Chiefs of the Iroquois Indians and members of Pennsylvania’s government met on November 5, 1768. They sat down together and negotiated what is now called the Treaty of Fort Stanwix. The agreement opened up the Conemaugh Valley and Stonycreek Valley by encouraging their settlement. When the treaty became effective the following April, a warrant was taken out for 249 acres between Conemaugh and Stonycreek rivers. What was initially an Indian town called Conemaugh eventually grew into Johnstown. It also opened up the shortest land route between Philadelphia and the Great Lakes, which was of interest to merchants.
The treaty was a turning point in relations between whites and Indians in the region. By that time, the two cultures had been trading for about 40 years. The Treaty of Fort Stanwix marked a formal agreement to settle some land disputes between the two cultures. It also marked the beginning of some problems as formal promises were broken.
Early Contact
Although trade between White men and Indians in the region began in 1728, the White men weren’t living in the area. In fact, pacts that the Penn Family had made with the Indians closed off most of the Allegheny Wilderness from white settlements. White men only came into the area to trade with the Indians.
One of these traders, John Hart, was granted a license to trade with the Indians in 1744. He set up a camp where the Kittanning Indian Trail crossed the Eastern Continental Divide. It was called Hart’s Sleeping Place and “is the first place in Cambria County selected and frequented by while men,” according to the brochure, On the Pioneer Trail in Rural Cambria County.

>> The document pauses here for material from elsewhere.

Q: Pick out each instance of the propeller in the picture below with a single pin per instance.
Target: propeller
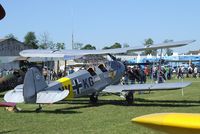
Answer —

The Shawonese and Delaware Indians were the principal inhabitants of the Conemaugh Valley, according to Kathy Jones, curator with the Cambria County Historical Society. Henry Wilson Storey also notes in his book, History of Cambria County that while these were the principal tribes, Indians from most of the regional tribes could be found in the area although not in any great numbers.
Records show white settlers considered the Shawonese treacherous and fierce while opinion was split about the Delawares, according to Storey.
“The Delawares were natives of Pennsylvania, and, while they were guilty of many acts of cruelty toward the whites, yet it was probably a matter of self-defense, as their property had been taken from them,” Storey wrote.
The largest point of contention between the Delawares and whites was called “The Walking Purchase” even though it didn’t occur in the Conemaugh and Stonycreek valleys. William Penn’s heirs used a 1686 deed to claim land that the Lenape (or Delawares) had agreed to sell them. The Lenape promised to sell the amount of land from a point near modern-day Easton as far west as a man could walk in a day and a half. The Lenape assumed that the distance would be about 40 miles, but in 1737, John and Thomas Penn arranged for the three fastest runners in the Pennsylvania colony to run the trail. The furthest runner went 70 miles, and the Whites claimed 1.2 million acres.
The whites settlers forced the Lenape to leave the area, and they migrated west with a distrust of white men. Bad interactions like this led to problems.
The Shawonese originally arrived in Pennsylvania from the Carolinas in 1698. The Delawares welcomed them, but even they had trouble with the Shawonese. In 1732, about 700 fighting Indians lived in Pennsylvania and of that number about half were Shawonese.
“Ever restless and quarrelsome themselves, and being encroached upon by the white man, they retired from one hunting ground to another until they joined the French at Pittsburg, in 1755, and finally drifted to the west,” Storey wrote.